Orlando Luis Pardo Lazo

Noviembre 11, 2019

Me quedé dormido dentro del carro y tuve una pesadilla breve, pero muy atiborrante. Como cada vez que sueño en inglés y, sin embargo, sé que en realidad es un sueño secretamente en español.

Me vi I saw myself running down a long, dimly lit alley. Corriendo por un callejón largo y muy mal iluminado, mientras gente sin cara faceless shadow-people se asomaba por unos huecos de las paredes, leaned out of holes in the walls, gritando y apuntando hacia el cielo, yelling and pointing toward the sky.

I tried to stop. Traté de parar, de levantar la cabeza y mirar a lo alto. To raise my head and look up, pero mis piernas seguían moviéndose y el cuello no me respondía, but my legs kept moving and my head wouldn´t turn.

De pronto suddenly, el estruendo se convirtió en el aullido de unas sirenas, the din became the wail of sirens, y los dedos que apuntaban me empezaron a disparar and the pointing fingers began shooting at me.

Agarré a uno de esos dedos, I grabbed at one of the fingers y se desprendió en mi mano, it came off in my hand.

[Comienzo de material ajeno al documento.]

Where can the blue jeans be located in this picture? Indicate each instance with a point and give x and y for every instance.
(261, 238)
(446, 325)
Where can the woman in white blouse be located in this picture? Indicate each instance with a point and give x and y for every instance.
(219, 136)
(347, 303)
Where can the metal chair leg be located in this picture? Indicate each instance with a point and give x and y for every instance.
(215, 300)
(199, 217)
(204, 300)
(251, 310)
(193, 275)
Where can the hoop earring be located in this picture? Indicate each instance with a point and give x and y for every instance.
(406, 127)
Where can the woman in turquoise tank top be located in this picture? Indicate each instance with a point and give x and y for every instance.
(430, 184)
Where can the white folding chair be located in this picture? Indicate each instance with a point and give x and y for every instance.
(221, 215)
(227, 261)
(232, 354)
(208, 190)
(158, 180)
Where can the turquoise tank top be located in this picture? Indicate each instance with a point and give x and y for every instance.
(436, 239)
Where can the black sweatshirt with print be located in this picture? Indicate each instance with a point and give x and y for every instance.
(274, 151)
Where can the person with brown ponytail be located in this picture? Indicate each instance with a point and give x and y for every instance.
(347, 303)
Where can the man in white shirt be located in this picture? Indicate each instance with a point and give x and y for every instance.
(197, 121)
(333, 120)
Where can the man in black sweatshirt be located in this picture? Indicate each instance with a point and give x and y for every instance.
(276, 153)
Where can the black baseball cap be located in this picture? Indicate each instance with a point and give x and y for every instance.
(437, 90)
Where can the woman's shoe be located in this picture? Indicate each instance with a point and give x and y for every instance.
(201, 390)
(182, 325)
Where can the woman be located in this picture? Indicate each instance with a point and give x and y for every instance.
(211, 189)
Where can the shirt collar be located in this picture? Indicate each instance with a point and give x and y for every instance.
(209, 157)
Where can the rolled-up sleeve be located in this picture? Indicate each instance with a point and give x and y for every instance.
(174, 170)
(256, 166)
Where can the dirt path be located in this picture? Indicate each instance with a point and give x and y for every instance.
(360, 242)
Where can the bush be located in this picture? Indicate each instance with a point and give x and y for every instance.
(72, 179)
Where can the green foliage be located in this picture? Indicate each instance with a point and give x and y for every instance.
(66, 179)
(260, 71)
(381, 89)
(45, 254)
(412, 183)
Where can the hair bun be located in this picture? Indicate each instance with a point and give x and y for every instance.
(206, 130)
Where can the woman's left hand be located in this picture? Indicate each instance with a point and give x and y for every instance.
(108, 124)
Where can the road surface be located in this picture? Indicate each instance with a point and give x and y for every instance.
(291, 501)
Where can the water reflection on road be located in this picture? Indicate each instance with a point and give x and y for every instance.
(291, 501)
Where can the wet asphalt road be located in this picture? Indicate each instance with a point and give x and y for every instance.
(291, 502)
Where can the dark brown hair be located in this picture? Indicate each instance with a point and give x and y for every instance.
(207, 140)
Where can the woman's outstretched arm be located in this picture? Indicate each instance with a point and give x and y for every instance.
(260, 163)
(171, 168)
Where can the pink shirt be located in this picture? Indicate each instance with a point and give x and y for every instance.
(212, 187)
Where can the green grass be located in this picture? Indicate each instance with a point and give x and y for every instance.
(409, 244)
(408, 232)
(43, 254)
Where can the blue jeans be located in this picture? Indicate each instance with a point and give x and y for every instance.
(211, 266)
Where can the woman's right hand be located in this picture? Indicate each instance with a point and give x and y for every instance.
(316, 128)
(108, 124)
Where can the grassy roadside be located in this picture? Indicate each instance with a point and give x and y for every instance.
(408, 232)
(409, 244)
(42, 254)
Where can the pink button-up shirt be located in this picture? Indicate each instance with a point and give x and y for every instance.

Mis gritos my screams ahogaban drowned out the sirens a las sirenas, and I woke up y entonces me desperté soaked chorreando sudor with sweat, wondering preguntándome en dónde diablos where the hell yo I was estaba.

Coño, me dije. El exilio está acabando conmigo. La tristeza ha hecho trizas hasta mi lenguaje. Nunca más voy a manejar esta mierda de carro tan tarde. No vale la pena ganarse cuatro pesos más y de pronto soñar estos sueños de panteras negras presas en Cuba. 

Porque esto es lo que fue, en definitiva, aunque no lo parezca. La pesadillita muy breve, pero atiborrante, de una lengua lejana como el inglés y que, sin embargo, sé que secretamente es un sueño irrealmente en español.

Hace tanto que me he ido, cubanos. Long time gone.